SNAME TEXAS SECTION LUNCHEON
Tuesday, Mar 10th, 2020
11:30 am – 1:30 pm CT (webinar starts at 12:30 pm)
Norris Centers – Houston
816 Town & Country Blvd, Suite 210, Houston, TX 77024
Big Machine Learning with Physics & Data Driven Modeling:
Why Understanding Analytics and Machine Learning is Important for Engineers
Digital data collected by many industries support many, if not, most of its activities. Data integrity, security, mining, analysis, and transfer are critical to its particular goal of providing insight. Related topics such as the use and management of massive data sets (“big data”), data value and ownership, cybersecurity, cloud computing, machine learning, and virtual twin modeling and simulation represent only a small subset of the derivative uses of digital data being contemplated by all industries. Particular questions to be answered by data analysts, data scientists, and/or subject material experts
- Once data has been collected, what we do with it?

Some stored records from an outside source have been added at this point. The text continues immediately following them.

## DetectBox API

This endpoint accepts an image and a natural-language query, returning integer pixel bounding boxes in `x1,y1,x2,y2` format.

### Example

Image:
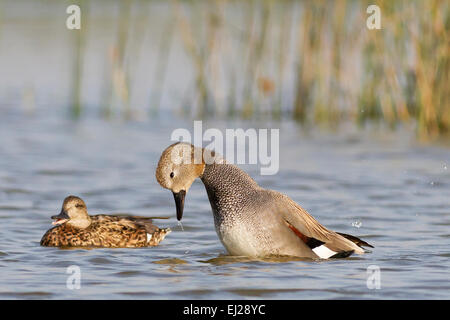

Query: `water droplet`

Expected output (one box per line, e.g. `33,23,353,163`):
352,221,362,228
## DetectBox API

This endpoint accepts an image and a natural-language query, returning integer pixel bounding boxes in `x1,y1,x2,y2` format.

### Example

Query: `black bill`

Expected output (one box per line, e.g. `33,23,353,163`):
173,190,186,221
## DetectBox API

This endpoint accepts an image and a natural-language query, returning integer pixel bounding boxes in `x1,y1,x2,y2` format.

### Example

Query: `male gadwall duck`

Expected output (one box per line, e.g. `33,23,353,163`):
156,143,373,259
41,196,170,248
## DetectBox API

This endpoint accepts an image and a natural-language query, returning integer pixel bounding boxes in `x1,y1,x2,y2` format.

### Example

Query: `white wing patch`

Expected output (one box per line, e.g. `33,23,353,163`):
313,244,337,259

- How do we extract knowledge and value from collected data to benefit operations, gain efficiencies, and improve safety and security?

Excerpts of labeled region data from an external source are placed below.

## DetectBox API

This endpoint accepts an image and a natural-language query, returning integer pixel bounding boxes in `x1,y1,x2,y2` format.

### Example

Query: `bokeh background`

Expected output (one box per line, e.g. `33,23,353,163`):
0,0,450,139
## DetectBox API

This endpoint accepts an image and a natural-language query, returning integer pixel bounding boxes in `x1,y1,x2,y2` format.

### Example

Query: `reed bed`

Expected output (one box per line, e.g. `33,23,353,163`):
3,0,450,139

- What are the business propositions that sensed data collection, storage, and analysis bring to the table?
- How effectively is data analyzed?
- What data analysis methods and tools should the industry be adopting that aren’t now being used?

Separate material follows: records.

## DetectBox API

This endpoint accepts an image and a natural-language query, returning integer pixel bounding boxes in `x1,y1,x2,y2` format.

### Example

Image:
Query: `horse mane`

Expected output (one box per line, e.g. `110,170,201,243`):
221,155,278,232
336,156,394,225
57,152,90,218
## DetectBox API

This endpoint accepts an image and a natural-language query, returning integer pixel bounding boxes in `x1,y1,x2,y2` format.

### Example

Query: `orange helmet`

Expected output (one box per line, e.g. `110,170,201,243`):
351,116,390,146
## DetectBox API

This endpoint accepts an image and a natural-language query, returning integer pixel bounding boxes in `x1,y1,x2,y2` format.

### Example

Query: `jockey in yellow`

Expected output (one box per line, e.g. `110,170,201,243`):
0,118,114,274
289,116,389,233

This talk attempts to highlight the importance of analytics and machine learning as a means to provide valuable answers, thus providing valuable insights. The future of Big Data and Data Analytics is not only for the Energy Industry, but all industries in general.
Meet Our Speakers
EGIDIO (ED) MAROTTA, PH.D.
Ed Marotta has held faculty positions as an Assistant Professor at Clemson University (1997) and Associate Teaching & Research Professor at Texas A&M (2003), all within the Mechanical Engineer Department. He has held the position as Technical Manager for the Multi-Physics Simulation Group within the North America Technology Center, FMC Technologies Inc. In this capacity, he was responsible for developing a Center of Excellence for modeling and simulation of multi-physics phenomena for Surface and Subsea applications. Ed led the Systems Analytics, Modeling & Analysis group within GE HQ where data-driven and physics models were developed for System of Systems analysis. Most recently, Ed has developed Workshop courses that teach the end-to-end fundamentals of Data Science for engineers in Oil & Gas, and other industries. His workshop course is being considered by ASME HQ as a key educational tool to implement across all industries.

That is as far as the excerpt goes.